SPVM reminds Montreal motorists to respect disabled parking places
Police are reminding people not to use disabled parking spaces (photo: Scott Prouse / CTV Montreal)
Scott Prouse, CTV Montreal
Published Tuesday, June 4, 2019 1:28PM EDT
Last Updated Thursday, June 6, 2019 2:26PM EDT
Montreal police and Moelle Épinière et Motricité Québec teamed up today to remind motorists of the importance of leaving disabled parking spots open for those in need.
Police spokesperson Steve Girard says the SPVM handed out over 3,000 tickets to Montreal motorists last year for parking in disabled spots. He adds that that number could easily have been higher.
“It’s a big problem,” Girard says.
Jacques Comeau, who uses a wheelchair and is an integration counsellor with MÉMO-QC, says disabled parking scofflaws are not only disrespectful, but also dangerous.
Comeau explains that many vehicles’ rear and side view mirrors don’t allow drivers to completely see wheelchairs because they are smaller and lower to the ground.
“You’ve got to get from your car to the door and the possibility of getting hit by a car backing up is very serious,” he says.
He says that when he arrives in a parking lot and sees all the disabled parking spots taken, he is forced to use a regular parking spot.
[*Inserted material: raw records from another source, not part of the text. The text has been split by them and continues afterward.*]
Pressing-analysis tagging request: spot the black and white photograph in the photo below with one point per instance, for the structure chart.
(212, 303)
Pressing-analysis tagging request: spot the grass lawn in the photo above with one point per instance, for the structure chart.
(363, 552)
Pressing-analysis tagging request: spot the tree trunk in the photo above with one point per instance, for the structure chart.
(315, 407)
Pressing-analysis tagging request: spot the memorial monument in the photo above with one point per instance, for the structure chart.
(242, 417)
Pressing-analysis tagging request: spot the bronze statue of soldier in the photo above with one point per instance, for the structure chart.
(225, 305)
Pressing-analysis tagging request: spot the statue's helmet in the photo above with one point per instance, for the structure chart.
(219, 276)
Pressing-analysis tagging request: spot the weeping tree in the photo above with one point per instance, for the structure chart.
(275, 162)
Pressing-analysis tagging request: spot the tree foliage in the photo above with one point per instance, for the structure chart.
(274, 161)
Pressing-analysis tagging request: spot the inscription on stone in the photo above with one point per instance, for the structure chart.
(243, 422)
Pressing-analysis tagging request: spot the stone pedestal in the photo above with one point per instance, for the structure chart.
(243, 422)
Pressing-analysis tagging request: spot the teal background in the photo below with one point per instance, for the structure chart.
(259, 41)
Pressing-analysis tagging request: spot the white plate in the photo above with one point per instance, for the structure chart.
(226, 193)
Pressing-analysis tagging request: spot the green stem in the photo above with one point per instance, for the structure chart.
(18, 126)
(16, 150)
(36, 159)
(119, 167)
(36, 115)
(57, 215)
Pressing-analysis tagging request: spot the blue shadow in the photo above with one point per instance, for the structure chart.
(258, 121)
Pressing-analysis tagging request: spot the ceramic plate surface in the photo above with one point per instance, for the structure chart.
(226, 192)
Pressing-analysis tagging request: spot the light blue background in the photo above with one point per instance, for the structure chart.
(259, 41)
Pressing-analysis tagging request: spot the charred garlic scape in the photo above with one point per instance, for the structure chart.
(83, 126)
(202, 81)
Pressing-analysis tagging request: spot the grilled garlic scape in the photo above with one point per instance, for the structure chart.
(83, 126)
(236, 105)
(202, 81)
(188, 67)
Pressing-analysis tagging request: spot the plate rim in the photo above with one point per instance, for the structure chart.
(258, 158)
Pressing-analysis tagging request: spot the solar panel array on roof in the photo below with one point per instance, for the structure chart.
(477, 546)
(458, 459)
This creates a difficult and time-consuming situation for him. Other parking spots are smaller and therefore make it impossible to deploy his ramp.
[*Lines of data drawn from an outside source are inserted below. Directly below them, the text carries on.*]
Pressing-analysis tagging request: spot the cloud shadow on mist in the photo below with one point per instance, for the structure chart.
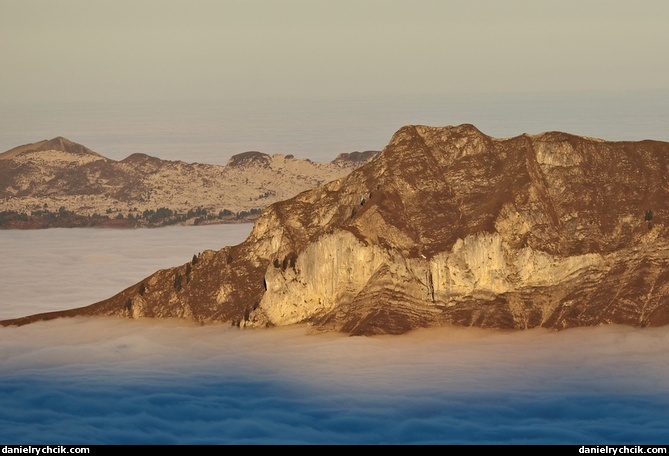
(50, 408)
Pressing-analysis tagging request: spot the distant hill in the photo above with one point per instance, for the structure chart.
(446, 226)
(58, 182)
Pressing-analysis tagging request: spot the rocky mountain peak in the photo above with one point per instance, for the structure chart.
(446, 225)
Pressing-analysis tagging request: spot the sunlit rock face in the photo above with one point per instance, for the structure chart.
(446, 225)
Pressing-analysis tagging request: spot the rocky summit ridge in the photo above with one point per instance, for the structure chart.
(446, 226)
(58, 182)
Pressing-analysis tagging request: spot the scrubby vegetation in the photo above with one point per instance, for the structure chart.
(162, 216)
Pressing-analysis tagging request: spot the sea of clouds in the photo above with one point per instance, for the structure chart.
(108, 380)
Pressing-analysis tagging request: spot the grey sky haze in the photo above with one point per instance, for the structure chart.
(85, 50)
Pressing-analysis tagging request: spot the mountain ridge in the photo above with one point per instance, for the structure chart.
(56, 182)
(446, 226)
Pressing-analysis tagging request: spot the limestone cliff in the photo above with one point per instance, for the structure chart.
(446, 225)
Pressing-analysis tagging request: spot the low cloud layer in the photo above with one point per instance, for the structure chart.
(107, 380)
(116, 381)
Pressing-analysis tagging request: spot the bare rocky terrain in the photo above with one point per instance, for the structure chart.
(62, 183)
(446, 226)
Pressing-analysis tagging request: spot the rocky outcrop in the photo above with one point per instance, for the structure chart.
(446, 225)
(43, 177)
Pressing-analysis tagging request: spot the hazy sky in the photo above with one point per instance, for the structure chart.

“If I take a regular-sized spot, I can’t get out of my car. If I park at the end of a series of parking spots and someone parks next to me, I’m stuck until they come back out and move so I can get back in my van,” he says.
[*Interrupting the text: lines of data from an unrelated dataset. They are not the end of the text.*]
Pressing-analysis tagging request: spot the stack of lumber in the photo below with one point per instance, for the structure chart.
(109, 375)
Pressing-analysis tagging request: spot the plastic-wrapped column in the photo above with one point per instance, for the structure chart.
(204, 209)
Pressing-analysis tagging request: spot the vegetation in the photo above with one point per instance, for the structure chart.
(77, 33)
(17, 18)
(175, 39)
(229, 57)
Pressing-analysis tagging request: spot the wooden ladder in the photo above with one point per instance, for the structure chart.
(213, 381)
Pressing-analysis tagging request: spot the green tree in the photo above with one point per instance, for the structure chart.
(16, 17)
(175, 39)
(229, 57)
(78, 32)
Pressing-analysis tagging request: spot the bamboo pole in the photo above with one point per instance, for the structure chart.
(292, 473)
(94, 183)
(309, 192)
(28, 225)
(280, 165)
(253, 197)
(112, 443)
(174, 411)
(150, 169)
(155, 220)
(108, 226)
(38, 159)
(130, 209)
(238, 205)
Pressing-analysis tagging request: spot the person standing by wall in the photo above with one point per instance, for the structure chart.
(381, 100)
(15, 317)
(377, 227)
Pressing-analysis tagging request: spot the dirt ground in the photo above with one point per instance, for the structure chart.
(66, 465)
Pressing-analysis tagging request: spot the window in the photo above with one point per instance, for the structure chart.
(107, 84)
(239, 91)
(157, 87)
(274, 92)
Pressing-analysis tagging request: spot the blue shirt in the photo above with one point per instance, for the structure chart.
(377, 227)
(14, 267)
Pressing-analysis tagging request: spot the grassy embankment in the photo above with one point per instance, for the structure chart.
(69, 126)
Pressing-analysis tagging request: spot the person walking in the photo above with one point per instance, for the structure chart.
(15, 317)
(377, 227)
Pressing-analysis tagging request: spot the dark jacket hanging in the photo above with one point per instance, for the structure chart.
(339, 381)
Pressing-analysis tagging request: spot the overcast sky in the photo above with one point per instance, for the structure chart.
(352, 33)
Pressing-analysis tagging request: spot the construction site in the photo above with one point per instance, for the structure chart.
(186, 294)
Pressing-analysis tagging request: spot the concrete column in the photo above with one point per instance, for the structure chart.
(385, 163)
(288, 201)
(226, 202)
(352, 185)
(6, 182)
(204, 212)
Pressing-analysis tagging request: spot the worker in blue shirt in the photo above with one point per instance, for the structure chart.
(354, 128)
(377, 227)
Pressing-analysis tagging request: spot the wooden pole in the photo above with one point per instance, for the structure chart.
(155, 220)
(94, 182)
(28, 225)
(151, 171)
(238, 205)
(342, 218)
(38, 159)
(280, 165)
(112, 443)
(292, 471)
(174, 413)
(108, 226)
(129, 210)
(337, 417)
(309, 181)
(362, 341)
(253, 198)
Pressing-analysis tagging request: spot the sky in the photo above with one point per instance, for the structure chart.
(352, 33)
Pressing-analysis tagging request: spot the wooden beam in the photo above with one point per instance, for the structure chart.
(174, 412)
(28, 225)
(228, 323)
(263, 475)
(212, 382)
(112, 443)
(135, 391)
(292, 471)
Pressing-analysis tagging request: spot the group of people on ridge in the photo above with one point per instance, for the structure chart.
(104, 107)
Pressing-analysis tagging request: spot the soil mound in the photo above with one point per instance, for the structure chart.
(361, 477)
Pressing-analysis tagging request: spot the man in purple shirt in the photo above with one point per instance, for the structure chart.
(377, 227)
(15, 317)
Girard says Montreal police have not only been ticketing motorists who are parked illegally in disabled parking spots, but also informing stores and restaurants that they must properly identify disabled parking spots with official signs for police to be able to ticket offenders. He adds that painting a wheelchair on the concrete is not enough.
Comeau adds that stores and restaurants also have a responsibility to help police stop people from parking illegally in disabled parking places.
“It’s important that the proper signage is there so they can give out tickets to make people more aware of the problem,” he says.
Girard also reminds Montreal motorists that disabled parking permits are for people and not vehicles.
“This privilege is not for the car... you have to have this card (disabled parking permit) for you,” he says.